Trump declares emergency over border wall
WILL HELP HIM DIVERT $3.6B BUDGETED FOR MILITARY PROJECTS TO BARRIER
US President Donald Trump yesterday declared a national emergency in a move designed to circumvent Congress and build additional barriers at the southern border, where he said the US faces “an invasion of our country.” Trump is seeking to secure about $6.5 billion more in funding than Congress approved in a bill passed on Thursday to avert another partial government shutdown. “This is plainly a power grab by a disappointed President, who has gone outside the bounds of the law to try to get what he failed to achieve in the constitutional legislative process,” House Speaker Nancy Pelosi and Senate Democratic Leader Chuck Schumer said.
President Donald Trump formally declared a national emergency at the border yesterday to access billions of dollars to build a border wall that Congress refused to give him, transforming a highly charged policy dispute into a fundamental confrontation over separation of powers.
In a televised announcement in the Rose Garden, Trump said he was signing the declaration to protect the country from the flow of drugs, criminals and illegal immigrants coming across the southwestern border from Mexico, which he characterised as a profound threat to national security.
The declaration will enable Trump to divert $3.6 billion budgeted for military construction projects to the border wall, White House officials said. Trump will also use more traditional presidential budgetary discretion to tap $2.5 billion from counternarcotics programmes and $600 million from a Treasury Department asset forfeiture fund.
Combined with the $1.375 billion authorised for fencing in a spending package passed by Congress on Thursday night, Trump would then have about $8 billion in all to advance construction of new barriers and repairs or replacement of existing barriers along the border this year, significantly more than the $5.7 billion that Congress refused to give him.
The president’s decision, previewed on Thursday, triggered instant condemnation from Democrats and some Republicans, who called it an abuse of power. House Democrats plan to introduce legislation to block the president’s move, which could pass both houses if it wins the votes of the half-dozen Republican senators who have criticised the declaration.
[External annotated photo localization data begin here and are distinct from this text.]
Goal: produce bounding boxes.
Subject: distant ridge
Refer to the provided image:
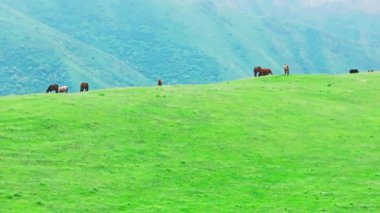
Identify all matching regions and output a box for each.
[1,0,379,95]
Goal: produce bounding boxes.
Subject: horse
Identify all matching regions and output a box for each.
[58,86,69,93]
[46,84,59,93]
[254,66,273,77]
[284,64,290,75]
[80,82,89,92]
[261,68,273,76]
[349,69,359,74]
[158,79,163,86]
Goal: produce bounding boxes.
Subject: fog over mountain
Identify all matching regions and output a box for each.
[303,0,380,12]
[0,0,379,95]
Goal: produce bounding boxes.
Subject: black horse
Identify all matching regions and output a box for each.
[46,84,59,93]
[349,69,359,74]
That would put the president in the position of issuing the first veto of his presidency. If such a legislative strategy failed to stop Trump, the issue would likely be taken to court, either by congressional Democrats, liberal advocacy groups or both.
The spending package passed by Congress on Thursday after a two-month showdown with the president included none of the $5.7 billion that Trump demanded for 234 miles (377km) of steel wall. Instead, it provided $1.375 billion for about 55 miles of fencing. Trump agreed to sign the package into law anyway to avoid a second government shutdown after the impasse over border wall funding closed the doors of many federal agencies for 35 days.